記事ID:0019139 2018年12月20日更新 印刷ページ表示 大きな文字で印刷ページ表示

 本年6月15日に閣議決定された「経済財政運営と改革の基本方針2018」いわゆる「骨太の方針」では、「新たな外国人材の受け入れ」が明記され、過日、12月8日、改正出入国管理・難民認定法が可決された。

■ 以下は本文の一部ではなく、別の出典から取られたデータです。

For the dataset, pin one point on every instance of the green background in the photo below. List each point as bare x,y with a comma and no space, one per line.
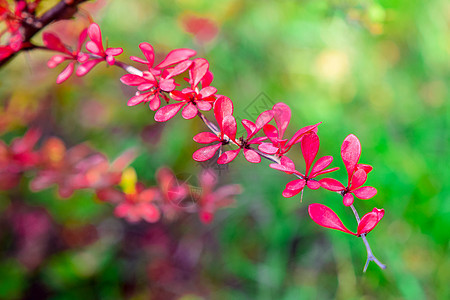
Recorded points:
377,69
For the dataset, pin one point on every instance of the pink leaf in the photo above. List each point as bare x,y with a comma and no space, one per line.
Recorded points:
167,85
313,184
282,116
135,100
132,80
366,192
370,220
271,132
293,188
310,146
198,69
321,164
268,148
65,74
55,60
168,112
154,102
206,138
350,152
176,56
189,111
84,68
114,51
208,91
348,199
207,79
222,107
95,35
252,156
331,184
366,168
53,42
358,179
203,105
249,126
228,156
148,52
325,217
81,39
229,127
300,133
180,68
205,153
94,48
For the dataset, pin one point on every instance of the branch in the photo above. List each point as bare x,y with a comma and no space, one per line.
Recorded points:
273,158
65,9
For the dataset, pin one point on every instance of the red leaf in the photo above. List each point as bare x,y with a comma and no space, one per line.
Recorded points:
325,217
206,138
264,118
271,132
331,184
300,133
176,56
310,146
229,127
53,42
205,153
282,116
358,179
132,80
168,112
268,148
252,156
348,199
370,220
249,126
148,52
189,111
178,69
222,107
84,68
350,152
65,74
321,164
208,91
228,156
96,36
198,69
366,192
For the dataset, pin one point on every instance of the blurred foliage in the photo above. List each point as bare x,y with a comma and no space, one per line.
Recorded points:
378,69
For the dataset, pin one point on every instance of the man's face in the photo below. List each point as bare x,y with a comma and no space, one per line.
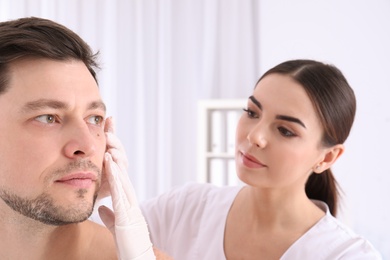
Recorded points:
52,141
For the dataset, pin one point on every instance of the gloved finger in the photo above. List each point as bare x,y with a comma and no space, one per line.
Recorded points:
104,187
113,141
108,218
109,125
123,197
119,157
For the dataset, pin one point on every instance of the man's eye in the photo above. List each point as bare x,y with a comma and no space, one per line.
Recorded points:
46,119
96,120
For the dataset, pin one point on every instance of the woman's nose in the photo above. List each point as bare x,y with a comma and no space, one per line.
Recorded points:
257,136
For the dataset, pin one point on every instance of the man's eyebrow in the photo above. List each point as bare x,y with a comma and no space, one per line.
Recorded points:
291,119
256,102
56,104
43,103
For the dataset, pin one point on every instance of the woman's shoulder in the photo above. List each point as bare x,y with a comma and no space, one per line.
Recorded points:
332,239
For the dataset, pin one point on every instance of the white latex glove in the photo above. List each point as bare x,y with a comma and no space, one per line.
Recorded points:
126,223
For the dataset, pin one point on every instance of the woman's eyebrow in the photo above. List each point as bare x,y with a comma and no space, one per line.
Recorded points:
291,119
280,117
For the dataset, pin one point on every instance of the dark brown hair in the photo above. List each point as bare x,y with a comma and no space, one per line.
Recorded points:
40,38
335,104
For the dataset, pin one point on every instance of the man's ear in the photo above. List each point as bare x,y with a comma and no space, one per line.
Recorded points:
330,157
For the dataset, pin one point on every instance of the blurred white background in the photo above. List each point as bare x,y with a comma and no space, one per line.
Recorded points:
159,57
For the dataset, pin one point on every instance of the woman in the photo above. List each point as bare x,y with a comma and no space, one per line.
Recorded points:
292,132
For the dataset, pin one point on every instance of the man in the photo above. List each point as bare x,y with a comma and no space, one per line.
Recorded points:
53,139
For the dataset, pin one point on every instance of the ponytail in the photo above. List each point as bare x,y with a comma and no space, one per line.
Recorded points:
323,187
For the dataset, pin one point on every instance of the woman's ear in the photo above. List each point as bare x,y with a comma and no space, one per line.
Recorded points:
330,157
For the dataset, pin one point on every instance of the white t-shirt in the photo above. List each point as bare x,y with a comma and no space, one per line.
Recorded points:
189,222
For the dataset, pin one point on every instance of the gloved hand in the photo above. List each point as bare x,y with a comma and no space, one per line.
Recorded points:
126,223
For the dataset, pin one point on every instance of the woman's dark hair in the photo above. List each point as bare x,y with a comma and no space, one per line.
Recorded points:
335,104
41,38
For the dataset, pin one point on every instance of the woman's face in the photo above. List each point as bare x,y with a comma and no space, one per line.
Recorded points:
278,139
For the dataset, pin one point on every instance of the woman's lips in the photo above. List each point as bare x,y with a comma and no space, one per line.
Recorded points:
250,161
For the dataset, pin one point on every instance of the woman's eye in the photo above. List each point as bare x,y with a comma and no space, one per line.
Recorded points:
285,132
96,120
47,119
250,113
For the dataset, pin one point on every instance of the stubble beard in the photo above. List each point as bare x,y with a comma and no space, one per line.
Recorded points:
44,209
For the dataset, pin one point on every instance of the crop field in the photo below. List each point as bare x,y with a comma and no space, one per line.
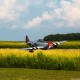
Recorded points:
13,44
65,57
62,59
37,74
19,45
70,45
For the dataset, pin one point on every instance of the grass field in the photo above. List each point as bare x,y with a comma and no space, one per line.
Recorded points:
37,74
57,59
19,45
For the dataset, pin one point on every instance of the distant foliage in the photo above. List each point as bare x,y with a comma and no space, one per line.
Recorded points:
11,44
61,59
60,37
69,45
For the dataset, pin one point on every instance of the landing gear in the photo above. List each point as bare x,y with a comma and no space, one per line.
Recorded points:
31,50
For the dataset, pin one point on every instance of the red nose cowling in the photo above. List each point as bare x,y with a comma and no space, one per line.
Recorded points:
27,39
50,45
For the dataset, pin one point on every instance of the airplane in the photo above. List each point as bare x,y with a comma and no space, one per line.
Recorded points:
40,44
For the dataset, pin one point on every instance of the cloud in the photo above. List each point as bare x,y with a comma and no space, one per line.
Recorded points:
10,9
66,11
38,20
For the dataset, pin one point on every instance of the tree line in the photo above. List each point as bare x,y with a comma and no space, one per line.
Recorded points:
60,37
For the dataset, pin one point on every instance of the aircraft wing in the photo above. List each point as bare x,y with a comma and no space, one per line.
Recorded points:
40,47
27,48
60,42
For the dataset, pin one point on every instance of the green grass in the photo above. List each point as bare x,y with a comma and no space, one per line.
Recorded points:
37,74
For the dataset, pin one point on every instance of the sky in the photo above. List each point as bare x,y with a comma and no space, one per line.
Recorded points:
38,18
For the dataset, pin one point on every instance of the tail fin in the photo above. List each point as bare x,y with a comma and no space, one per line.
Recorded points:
27,39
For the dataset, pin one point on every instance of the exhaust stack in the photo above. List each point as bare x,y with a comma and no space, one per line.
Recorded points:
27,39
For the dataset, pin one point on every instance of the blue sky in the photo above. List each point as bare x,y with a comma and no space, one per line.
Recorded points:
38,18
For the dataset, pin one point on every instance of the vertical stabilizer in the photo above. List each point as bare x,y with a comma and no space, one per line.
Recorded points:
27,39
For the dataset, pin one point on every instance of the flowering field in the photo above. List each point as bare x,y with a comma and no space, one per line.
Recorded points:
57,59
18,45
70,45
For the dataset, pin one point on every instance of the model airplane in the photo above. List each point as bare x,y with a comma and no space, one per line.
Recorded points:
40,44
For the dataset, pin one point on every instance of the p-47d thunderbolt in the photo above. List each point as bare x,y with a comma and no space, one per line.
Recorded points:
40,44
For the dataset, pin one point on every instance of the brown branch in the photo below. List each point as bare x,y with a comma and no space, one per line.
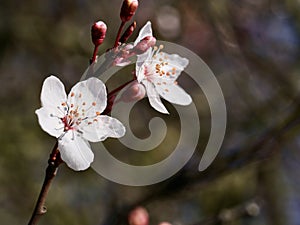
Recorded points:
53,163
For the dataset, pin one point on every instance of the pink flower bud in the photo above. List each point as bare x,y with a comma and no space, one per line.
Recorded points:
128,9
128,32
138,216
144,45
98,32
134,92
164,223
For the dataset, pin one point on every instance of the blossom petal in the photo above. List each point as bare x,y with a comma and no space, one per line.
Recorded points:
75,151
89,96
50,124
102,128
53,95
141,62
174,93
145,31
173,65
154,98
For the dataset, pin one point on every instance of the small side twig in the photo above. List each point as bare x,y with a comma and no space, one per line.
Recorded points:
53,163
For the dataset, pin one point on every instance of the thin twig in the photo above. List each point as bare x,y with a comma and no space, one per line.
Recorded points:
53,163
119,34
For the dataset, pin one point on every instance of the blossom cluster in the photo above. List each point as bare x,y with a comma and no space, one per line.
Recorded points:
80,117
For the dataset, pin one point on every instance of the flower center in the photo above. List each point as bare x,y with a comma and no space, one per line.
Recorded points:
158,65
77,113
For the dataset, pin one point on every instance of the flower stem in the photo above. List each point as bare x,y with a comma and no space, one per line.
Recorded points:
94,54
119,34
53,163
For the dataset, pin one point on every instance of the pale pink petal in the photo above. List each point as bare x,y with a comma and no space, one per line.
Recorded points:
134,92
49,123
101,128
173,65
53,95
154,98
174,94
75,151
88,96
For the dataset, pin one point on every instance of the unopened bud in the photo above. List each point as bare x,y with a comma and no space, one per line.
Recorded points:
138,216
134,92
98,32
128,9
144,45
128,32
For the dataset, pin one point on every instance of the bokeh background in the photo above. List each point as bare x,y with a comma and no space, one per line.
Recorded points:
252,46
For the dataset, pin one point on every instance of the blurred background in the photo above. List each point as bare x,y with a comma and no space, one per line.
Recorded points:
252,46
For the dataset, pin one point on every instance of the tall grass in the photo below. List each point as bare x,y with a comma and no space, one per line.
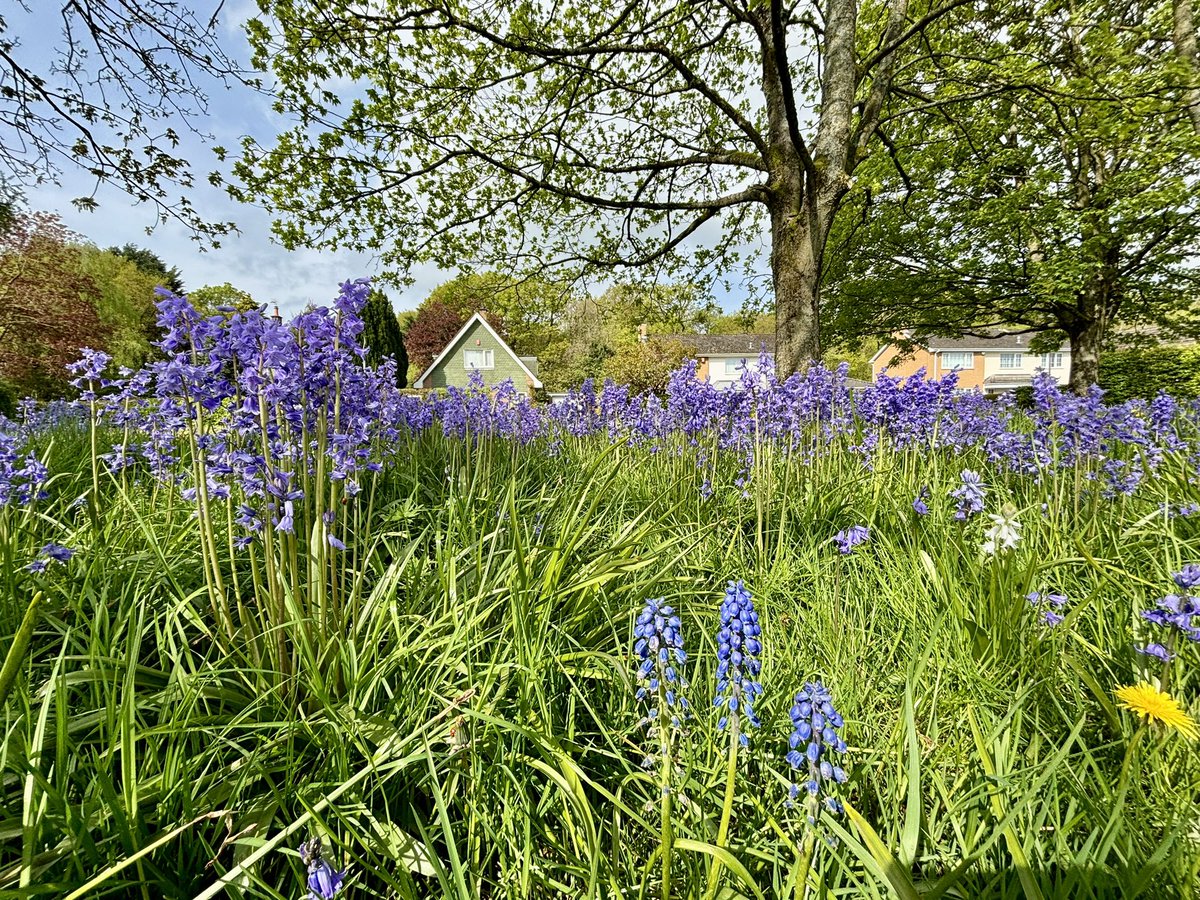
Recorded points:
466,726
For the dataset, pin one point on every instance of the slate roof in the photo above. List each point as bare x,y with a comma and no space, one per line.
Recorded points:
723,345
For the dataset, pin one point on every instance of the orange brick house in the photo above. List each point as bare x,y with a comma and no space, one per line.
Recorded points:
988,364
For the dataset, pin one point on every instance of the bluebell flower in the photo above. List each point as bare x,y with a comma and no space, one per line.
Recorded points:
1048,604
851,538
970,496
815,736
324,881
737,657
918,505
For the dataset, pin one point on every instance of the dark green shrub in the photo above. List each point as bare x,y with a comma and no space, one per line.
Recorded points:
1143,373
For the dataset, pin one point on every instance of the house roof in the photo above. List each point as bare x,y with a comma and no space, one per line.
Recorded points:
457,337
724,345
967,342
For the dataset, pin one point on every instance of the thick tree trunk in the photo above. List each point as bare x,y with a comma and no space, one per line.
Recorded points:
1085,355
796,271
1185,35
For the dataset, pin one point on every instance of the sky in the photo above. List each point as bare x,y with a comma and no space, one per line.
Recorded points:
249,259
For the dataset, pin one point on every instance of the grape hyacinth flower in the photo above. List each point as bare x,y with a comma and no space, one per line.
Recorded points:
737,687
918,505
970,496
815,735
1048,604
737,654
659,647
324,882
851,538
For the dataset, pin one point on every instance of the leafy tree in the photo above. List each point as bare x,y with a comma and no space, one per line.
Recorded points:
646,365
1045,183
111,97
124,299
586,136
433,328
382,335
211,299
151,263
46,310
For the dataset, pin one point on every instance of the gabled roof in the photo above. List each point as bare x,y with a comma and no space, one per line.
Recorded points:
462,333
724,345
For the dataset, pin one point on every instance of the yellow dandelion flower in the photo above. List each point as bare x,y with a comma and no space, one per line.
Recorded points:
1157,706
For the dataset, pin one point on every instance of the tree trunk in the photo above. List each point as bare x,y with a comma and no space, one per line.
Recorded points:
1085,355
796,273
1185,35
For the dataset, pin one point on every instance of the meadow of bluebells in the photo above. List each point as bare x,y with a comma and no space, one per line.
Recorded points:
267,594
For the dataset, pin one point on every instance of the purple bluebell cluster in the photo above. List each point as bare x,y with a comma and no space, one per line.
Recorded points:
49,553
851,538
1177,615
738,647
324,881
969,495
1048,605
815,738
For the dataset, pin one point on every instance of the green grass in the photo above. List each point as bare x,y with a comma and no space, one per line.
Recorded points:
462,723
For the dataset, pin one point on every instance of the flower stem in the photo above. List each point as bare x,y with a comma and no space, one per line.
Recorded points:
723,832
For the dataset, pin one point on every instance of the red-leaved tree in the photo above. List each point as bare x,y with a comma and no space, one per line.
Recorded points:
46,307
435,327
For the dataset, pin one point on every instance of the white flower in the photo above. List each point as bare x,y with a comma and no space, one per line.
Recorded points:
1005,533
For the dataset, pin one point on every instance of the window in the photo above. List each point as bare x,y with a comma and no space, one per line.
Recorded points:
478,359
958,360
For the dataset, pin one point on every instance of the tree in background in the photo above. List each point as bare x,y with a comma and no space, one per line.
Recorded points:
1044,181
46,305
382,336
646,365
213,299
153,264
583,137
124,298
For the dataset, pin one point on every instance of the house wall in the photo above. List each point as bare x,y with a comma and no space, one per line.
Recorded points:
985,365
453,372
1030,365
712,369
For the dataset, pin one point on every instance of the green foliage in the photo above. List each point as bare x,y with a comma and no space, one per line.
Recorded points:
382,336
469,729
151,264
124,300
209,298
1042,177
1145,372
646,365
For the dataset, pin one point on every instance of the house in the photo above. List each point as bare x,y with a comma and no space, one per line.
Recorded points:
991,364
721,358
478,348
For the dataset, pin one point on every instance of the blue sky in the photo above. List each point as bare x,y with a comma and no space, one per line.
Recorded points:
249,259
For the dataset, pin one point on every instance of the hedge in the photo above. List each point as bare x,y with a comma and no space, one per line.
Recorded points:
1144,373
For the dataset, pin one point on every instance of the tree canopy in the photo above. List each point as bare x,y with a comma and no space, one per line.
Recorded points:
1044,181
589,137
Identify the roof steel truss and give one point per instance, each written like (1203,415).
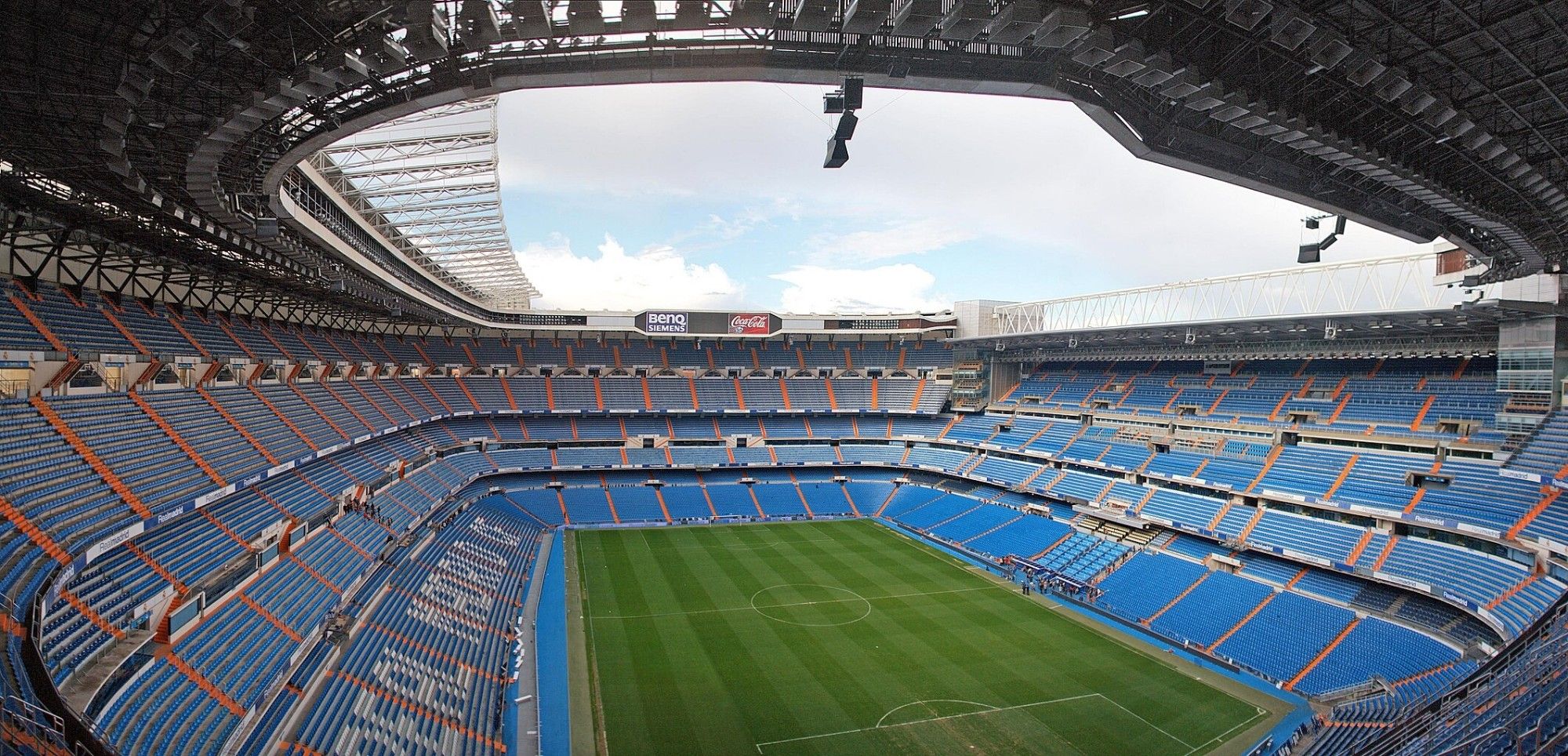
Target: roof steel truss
(1388,285)
(429,184)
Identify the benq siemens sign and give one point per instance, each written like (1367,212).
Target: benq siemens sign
(666,322)
(708,324)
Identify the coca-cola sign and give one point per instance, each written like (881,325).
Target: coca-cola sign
(749,324)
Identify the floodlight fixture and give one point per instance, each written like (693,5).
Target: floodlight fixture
(838,154)
(854,93)
(846,129)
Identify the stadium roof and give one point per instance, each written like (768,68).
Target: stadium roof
(429,184)
(1445,118)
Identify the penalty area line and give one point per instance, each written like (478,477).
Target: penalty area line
(923,722)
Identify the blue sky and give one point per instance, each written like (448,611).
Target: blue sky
(711,195)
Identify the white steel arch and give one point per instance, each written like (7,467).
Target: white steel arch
(1357,288)
(429,184)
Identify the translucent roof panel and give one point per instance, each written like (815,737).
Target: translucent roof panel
(429,184)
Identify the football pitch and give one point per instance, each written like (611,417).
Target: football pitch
(849,639)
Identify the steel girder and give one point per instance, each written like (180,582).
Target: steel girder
(1420,118)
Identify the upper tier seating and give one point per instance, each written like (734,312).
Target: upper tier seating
(1393,396)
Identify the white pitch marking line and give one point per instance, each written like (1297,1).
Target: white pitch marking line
(921,722)
(1147,722)
(1222,736)
(797,605)
(932,702)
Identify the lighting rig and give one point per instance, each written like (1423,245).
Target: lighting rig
(1313,253)
(846,100)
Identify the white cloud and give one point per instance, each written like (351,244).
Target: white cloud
(893,241)
(658,277)
(1073,211)
(898,288)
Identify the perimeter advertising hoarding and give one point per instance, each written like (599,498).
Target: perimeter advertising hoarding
(706,324)
(750,324)
(666,322)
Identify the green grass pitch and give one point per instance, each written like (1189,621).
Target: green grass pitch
(849,639)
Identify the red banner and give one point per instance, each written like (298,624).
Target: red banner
(749,324)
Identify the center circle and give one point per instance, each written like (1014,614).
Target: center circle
(811,605)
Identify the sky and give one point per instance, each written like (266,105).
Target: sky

現在、来年4月の施行を目指し、受け入れ業種や人数、外国人労働者の生活支援などの制度の細部について、基本方針や政省令により決定すべく検討が進められている。
 少子高齢化が未曾有のスピードで進行し労働人口が減り続け、人手不足が深刻化する我が国において、「新たな外国人材の受け入れ」は、今後の我が国の持続的な経済成長の実現や福祉サービス等を維持していく上で、大きな意義を持つものである。
 しかしながら、新たな在留資格の創設により、政府は、単純労働で初めて外国人の就労を認め、対象14業種について、2019年度から5年間で最大34万人余りの受け入れを見込んでおり、これら外国人材の急激な受け入れは地域社会に非常に大きな影響を及ぼし混乱を招くことが懸念される。
 また、先行する「外国人技能実習制度」については、長時間労働や賃金不払いなどの労働関係法令違反等の不法行為などにより失踪者が多数出ており、見直しも含めた制度の適正な運用が必要である。
 よって、国におかれては、新たな外国人材の受け入れにあたっては、次の措置を講ずることを強く求め、地方自治法第99条の規定により意見書を提出する。

  1. 外国人材を雇用する企業が増加することで、国内の日本人労働者の雇用や処遇に影響を与える可能性があることから、外国人材の受け入れにあたっては、人手不足となっている業種における労働力不足の原因を十分に把握し、併せて、ロボットや情報通信技術(ICT)などの設備投資による生産性の向上を図るとともに、女性の活躍、高齢者の就業促進を検討すること。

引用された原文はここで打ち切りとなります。